Researchers at Netease Fuxi AI Lab and University of Michigan have recently created MeInGame, a deep learning technique that can automatically generate character faces by analyzing a single portrait of a person's face. This technique, presented in a paper pre-published on arXiv, can be easily integrated into most existing 3D videogames.
"We propose an automatic character face creation method that predicts both facial shape and texture from a single portrait, and can be integrated into most existing 3D games," Jiangke Lin, Yi Yuan and Zhengxia Zou, the three researchers who carried out the study, wrote in their paper.
Some of the automatic character customization systems presented in previous works are based on computational techniques known as 3D morphable face models (3DMMs). While some of these methods have been found to reproduce a person's facial features with good levels of accuracy, the way in which they represent geometrical properties and spatial relations (i.e., topology) often differs from the meshes utilized in most 3D videogames.
In order for 3DMMs to reproduce the texture of a person's face reliably, they typically need to be trained on large datasets of images and on related texture data. Compiling these datasets can be fairly time consuming. Moreover, these datasets do not always contain real images collected in the wild, which can prevent models trained on them from performing consistently well when presented with new data. To overcome this limitation, Lin, Yuan and Zou trained their technique on a dataset of images captured in the wild.
"Given an input face photo, we first reconstruct a 3D face based on a 3D morphable face model (3DMM) and convolutional neural networks (CNNs), then transfer the shape of the 3D face to the template mesh," the researchers explained in their paper. "The proposed network takes the face photo and the unwrapped coarse UV texture map as input, then predicts lighting coefficients and refined texture maps."
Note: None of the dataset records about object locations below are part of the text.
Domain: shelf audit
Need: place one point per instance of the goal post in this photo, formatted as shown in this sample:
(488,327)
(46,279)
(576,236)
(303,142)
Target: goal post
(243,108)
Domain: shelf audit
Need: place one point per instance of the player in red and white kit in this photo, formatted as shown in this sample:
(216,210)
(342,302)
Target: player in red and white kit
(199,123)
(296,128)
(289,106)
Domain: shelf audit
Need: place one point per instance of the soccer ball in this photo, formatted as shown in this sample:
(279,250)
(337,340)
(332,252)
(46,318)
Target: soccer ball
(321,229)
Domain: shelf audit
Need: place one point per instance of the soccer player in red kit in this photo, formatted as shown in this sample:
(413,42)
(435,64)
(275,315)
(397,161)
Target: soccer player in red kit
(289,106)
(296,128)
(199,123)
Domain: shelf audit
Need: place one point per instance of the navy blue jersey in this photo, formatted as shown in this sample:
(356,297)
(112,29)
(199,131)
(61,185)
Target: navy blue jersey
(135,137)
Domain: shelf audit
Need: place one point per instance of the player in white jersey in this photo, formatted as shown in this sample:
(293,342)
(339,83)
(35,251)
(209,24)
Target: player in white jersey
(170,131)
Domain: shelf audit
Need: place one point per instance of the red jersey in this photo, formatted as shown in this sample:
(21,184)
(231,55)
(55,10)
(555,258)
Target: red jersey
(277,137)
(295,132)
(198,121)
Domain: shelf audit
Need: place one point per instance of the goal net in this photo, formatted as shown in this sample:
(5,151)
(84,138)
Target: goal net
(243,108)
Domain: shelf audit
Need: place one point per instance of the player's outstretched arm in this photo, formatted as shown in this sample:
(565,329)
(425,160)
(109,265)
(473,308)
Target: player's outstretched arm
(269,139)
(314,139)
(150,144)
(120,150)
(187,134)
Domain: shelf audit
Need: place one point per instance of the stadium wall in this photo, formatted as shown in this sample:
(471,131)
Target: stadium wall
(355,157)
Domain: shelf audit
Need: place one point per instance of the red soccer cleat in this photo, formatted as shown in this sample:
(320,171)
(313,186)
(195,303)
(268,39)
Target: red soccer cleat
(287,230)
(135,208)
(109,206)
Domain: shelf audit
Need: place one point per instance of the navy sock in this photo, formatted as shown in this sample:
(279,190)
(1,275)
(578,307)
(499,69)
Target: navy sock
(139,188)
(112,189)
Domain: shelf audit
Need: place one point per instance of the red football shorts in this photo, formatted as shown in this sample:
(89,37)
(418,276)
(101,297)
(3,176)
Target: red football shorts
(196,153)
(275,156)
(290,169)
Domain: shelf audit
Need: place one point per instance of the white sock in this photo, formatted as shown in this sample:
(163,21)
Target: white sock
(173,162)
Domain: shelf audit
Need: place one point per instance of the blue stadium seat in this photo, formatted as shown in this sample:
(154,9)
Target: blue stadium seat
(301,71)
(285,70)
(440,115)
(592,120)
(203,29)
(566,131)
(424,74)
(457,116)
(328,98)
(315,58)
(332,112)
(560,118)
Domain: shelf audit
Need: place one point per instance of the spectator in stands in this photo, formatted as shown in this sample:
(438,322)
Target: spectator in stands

Lin, Yuan and Zou evaluated their deep learning technique in a series of experiments, comparing the quality of the game characters it generated with that of character faces produced by other existing state-of-the-art methods for automatic character customization. Their method performed remarkably well, generating character faces that closely resembled those in input images.
"The proposed method does not only produce detailed and vivid game characters similar to the input portrait, but it can also eliminate the influence of lighting and occlusions," the researchers wrote in their paper. "Experiments show that our method outperforms state-of-the-art methods used in games."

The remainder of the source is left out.